The butler offered an explanation for the disparity between the upmarket press, which proclaimed the marriage as solid, and the tabloids, which depicted the marriage as shaky. He said a footman at Highgrove had seen the Princess throw a teapot at the Prince and rush from the room in tears. Hours later the royal couple had composed themselves and appeared together in public at a benefit. Their smiling photographs in the Daily Telegraph made the teapot story in the Mirror look fabricated. “Actually, both stories were accurate,” said the butler, “but the tabs ran the juicier bits.”
Diana resented the press speculation about her marriage but did not know what to do. “Just because I go out without my husband,” she protested, “doesn’t mean my marriage is on the rocks.” She had taken on more public engagements—299 in 1985, 70 percent more than her 177 in 1984—and more than half of those in Britain were without her husband. Heartened by her increasing commitment to performing royal duties, Prince Philip told her to ignore the rumors, and she tried.
“When we first got married,” she said, “we were everybody’s idea of the world’s most perfect couple.

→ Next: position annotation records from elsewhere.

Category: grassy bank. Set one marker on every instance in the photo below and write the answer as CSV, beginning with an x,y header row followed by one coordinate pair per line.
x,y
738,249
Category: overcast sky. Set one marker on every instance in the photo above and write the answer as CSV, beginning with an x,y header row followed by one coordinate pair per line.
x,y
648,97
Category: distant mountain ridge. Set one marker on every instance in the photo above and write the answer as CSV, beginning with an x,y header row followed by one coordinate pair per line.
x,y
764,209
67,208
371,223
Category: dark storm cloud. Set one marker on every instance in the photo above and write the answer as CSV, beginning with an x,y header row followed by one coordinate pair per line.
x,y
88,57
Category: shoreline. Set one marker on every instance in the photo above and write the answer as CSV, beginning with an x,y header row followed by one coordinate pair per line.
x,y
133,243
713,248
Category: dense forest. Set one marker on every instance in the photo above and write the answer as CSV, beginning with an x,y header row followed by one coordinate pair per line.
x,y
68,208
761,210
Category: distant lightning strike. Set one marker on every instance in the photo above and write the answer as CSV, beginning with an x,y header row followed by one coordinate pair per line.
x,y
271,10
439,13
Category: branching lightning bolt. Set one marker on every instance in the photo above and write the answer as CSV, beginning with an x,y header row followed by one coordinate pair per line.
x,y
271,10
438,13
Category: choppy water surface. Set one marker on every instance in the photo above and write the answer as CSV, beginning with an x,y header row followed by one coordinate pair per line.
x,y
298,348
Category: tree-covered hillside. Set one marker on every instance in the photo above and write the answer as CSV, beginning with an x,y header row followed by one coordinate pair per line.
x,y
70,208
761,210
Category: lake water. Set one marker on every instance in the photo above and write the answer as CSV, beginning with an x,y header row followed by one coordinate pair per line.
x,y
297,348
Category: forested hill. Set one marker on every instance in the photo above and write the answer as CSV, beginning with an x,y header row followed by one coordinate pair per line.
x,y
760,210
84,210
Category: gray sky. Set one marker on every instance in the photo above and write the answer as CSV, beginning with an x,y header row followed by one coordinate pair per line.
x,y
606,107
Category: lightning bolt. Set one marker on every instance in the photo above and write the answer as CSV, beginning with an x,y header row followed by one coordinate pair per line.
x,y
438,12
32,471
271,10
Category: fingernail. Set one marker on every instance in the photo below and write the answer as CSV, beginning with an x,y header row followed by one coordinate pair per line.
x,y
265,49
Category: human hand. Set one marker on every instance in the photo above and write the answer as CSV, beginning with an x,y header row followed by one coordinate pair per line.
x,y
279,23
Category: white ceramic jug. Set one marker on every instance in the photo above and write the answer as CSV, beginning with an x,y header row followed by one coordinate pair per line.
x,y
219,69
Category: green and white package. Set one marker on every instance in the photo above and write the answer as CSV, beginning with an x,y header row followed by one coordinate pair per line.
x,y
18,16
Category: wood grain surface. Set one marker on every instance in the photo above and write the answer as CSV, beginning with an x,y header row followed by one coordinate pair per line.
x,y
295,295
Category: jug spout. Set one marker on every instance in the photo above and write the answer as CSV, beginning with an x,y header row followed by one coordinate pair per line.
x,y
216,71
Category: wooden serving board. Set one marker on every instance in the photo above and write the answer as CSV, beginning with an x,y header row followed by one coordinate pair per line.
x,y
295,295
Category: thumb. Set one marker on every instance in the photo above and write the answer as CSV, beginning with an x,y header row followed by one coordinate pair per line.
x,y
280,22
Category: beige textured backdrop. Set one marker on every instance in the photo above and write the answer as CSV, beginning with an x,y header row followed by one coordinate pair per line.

Now they say we are leading separate lives. The next thing is I’ll start reading that I’ve got a black Catholic lover.”
The unrelenting pressure of having to appear in public and be gracious to a press corps that acted like a firing squad wore her down. During a visit to a children’s nursery school, she was asked by the supervisor whether she wanted to accommodate the photographers clamoring outside.
“I don’t see why I should do anything for them,” she replied. “They never do anything for me.”
The next day the Sun fired back with an editorial: “Princess Diana asks: ‘What have the newspapers ever done for me?’ The Sun can answer Her Loveliness in one word—everything! The newspapers have made her one of the most famous women in the world. They have given her an aura of glamour and romance. Without them, the entire Windsor family would soon become as dull as the rulers of Denmark and Sweden.”